2017

Open Roads: New Italian Cinema 2017 – Edoardo De Angelis’ ‘Indivisible’

The story of 18-year-old conjoined twins who make a living as pop singers sounds like an irritating exercise in quirk. Yet, in the capable hands of director Eduardo De Angelis, Indivisible exceeds expectations, inviting spiritual introspection, interrogating bourgeois ideals and posing unanswerable questions — like what it means to love someone so much that you don’t want to be separated from them. A fairy tale about separation, suffering and the painfully beautiful necessity of transformation, it was the perfect choice for opening night film of Open Roads: New Italian Cinema at Lincoln Center.

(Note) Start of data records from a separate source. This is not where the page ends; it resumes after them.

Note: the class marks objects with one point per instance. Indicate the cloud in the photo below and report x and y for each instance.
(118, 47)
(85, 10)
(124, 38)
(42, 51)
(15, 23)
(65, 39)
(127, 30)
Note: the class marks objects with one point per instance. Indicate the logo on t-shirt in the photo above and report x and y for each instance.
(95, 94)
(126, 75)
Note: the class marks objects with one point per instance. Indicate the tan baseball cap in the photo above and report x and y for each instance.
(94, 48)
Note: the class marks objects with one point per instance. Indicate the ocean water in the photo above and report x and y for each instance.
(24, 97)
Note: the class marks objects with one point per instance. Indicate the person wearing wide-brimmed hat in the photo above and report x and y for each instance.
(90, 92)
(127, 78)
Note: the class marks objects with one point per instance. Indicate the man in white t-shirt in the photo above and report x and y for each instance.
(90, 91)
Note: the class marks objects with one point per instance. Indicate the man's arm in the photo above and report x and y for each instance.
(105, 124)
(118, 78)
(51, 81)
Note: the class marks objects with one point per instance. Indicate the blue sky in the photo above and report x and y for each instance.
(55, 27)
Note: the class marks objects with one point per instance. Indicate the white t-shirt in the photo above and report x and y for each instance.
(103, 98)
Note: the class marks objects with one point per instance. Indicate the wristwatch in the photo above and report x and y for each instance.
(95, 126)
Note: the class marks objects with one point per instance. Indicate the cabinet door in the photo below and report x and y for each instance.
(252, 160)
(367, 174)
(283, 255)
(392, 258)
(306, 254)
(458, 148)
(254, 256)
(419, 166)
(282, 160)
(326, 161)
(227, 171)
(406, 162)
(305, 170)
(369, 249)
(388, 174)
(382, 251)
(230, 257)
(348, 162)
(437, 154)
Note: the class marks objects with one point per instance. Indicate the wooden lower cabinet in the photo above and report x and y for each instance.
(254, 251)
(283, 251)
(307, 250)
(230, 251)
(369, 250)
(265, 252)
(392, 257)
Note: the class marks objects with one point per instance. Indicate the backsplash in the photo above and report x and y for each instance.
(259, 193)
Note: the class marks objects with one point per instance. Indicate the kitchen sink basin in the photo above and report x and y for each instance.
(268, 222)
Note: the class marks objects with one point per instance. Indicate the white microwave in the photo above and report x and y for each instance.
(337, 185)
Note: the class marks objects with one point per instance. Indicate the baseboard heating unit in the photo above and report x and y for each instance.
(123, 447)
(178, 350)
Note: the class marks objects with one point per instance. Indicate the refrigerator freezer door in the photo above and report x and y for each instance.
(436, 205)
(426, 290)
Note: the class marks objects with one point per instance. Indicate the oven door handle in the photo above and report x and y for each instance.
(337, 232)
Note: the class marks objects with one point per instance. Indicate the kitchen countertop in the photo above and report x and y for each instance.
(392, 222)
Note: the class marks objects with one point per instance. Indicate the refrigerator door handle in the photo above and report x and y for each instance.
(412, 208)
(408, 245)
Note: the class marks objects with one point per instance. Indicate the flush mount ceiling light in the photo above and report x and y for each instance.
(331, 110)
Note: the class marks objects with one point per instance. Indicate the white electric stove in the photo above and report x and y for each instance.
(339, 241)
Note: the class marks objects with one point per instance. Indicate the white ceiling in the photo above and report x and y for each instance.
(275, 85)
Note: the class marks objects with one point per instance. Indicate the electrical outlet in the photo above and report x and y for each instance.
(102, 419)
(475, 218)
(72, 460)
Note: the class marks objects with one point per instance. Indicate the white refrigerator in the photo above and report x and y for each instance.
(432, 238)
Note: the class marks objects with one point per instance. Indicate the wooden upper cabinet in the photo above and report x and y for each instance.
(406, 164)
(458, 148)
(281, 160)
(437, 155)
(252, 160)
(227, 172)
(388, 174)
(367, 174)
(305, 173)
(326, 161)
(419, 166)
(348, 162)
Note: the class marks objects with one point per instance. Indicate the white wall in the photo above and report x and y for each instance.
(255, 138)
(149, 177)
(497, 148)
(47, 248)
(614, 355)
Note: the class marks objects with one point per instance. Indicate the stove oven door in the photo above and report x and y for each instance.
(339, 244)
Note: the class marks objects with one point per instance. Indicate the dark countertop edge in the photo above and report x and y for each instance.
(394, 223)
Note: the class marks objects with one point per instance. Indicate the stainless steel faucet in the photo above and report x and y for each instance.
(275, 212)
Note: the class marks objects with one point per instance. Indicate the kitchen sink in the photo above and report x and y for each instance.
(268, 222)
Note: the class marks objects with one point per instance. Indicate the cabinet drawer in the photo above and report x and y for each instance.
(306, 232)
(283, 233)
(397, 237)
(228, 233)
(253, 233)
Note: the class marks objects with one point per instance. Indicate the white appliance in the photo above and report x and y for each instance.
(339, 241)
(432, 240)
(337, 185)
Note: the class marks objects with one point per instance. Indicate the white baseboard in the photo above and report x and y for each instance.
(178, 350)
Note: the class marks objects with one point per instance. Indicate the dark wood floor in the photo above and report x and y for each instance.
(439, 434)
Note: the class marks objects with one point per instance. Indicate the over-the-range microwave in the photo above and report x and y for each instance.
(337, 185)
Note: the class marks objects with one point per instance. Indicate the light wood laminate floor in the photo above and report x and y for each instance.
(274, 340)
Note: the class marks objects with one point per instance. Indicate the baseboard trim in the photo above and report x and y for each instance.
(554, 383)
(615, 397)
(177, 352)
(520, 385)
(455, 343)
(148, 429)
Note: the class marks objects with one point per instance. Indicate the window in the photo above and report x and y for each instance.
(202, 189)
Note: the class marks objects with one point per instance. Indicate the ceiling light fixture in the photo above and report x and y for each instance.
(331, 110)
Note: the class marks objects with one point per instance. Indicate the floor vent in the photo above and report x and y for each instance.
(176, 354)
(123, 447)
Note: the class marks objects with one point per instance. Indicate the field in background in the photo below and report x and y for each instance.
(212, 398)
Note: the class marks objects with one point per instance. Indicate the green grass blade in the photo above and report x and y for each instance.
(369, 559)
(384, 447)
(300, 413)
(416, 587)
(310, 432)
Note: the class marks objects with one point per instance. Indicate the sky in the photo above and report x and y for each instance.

The film opens with an impressive tracking shot following three tattered streetwalkers as they walk across a dilapidated coast with bejeweled heels in hand. Where are they and who are they? De Angelis then takes viewers through a window into the cluttered bedroom of Dasy and Violet (real-life twins Angela and Marianna Fontana). It’s a memorable introduction because, in addition to seeing the girls linked at the hip, Dasy is touching herself with her mouth agape in pleasure while Violet sleeps beside her. The sexuality is straightforward and remarkably respectful. There’s a Virgin Mary figurine on the nightstand, but it’s clear that these young women are not at odds with their faithfulness. They’re normal girls with music posters, perfumes and piles of clothes.

Dasy and Violet are awoken by their tattooed, chain-smoking mother (Antonia Truppo) and before they can so much as eat a bowl of cereal, their slimy manager father (Massimiliano Rossi) and his team of profiteering minions cart them off to a bizarre birthday party gig. A drag queen lip-syncs to “Ave Maria” beside an empty swimming pool while a priest listens with a look of malice. Writers De Angelis, Nicola Guaglianone and Barbara Petronio do not reveal why the world of Indivisible appears so unreal, but they don’t need to. The movie is a fable, and like any good fable, the emotions of the people living inside it are what make it real.

Adorned in a spectral silver gown tailored to fit their bodies, the twins give a performance that’s part Britney Spears, part David Cronenberg — they’re beguiling, gorgeous and grotesque. Following their siren song, a greasy manager approaches and offers the girls a deal. Dasy is taken by his flattery but Violet most certainly is not. She’s the wiser of the two, able to see through the manager whose clients are more like sex workers than performers.

The money earned by the twins is enough to keep the family fed and their crummy home filled with junk, but their lives remain depressed. The society of Indivisible has undergone some kind of unspecified crisis and most of its people are impoverished. Their only joy in life lies with seeing “freaks” like Dasy and Violet perform, and De Angelis and his co-screenwriters seem interested in critiquing the capitalistic values that fuel such cheap spectacles.

The plot of conjoined twins has long been reserved for either soap operas or Farrelly  Brothers comedies. But here, the dramatic possibilities of lifelong, biological companionship play out maturely and movingly. Violet and Dasy have always had differences — Violet likes sweets while Dasy longs for romance — but when they are told by a doctor they could safely be separated, the sisters are in agreement. They want the surgery. Yet, financial revelations and a botched runaway have a revelatory effect on the girls. They’re trying to find their way, but how can they when irresponsible adults, a failed economy and a handicap prevent them for living the lives they’ve imagined? As the film goes on and the sisters’ differences become more apparent, Indivisible become a twisted sort of love story about both the limits and possibilities of their bond.

It would be a crime to praise this film without mentioning the extraordinary score of singer-songwriter Enzo Avitabile. His eerie drumbeats will haunt the hazy space between your ears and when they’re taken over by a crooning saxophone in the opening shot, it’s a strange and stunning complement to the film’s already surreal setting. Throughout Indivisible, Avitabile’s music is integral to the mood and tone, and it’s wonderful to experience such a mesmerizing union between sight and sound.

Indivisible is an allegory. But unlike most allegories, which play with annoyingly fanciful images in order to shove their supposedly subtle themes down your throat, the ultimate message of the film is ambiguous (and that’s a good thing). Between the expressive faces of the Fontana sisters, the appalling greediness of their father and the ruined sensitivities of their mother, the film is filled with multifaceted ideas and unapologetic emotions. Indivisible is a fantastically imaginative coming-of-age tale, an opera of sweeping creativity and a universal human love story. It’s unlike anything you’ll see this year.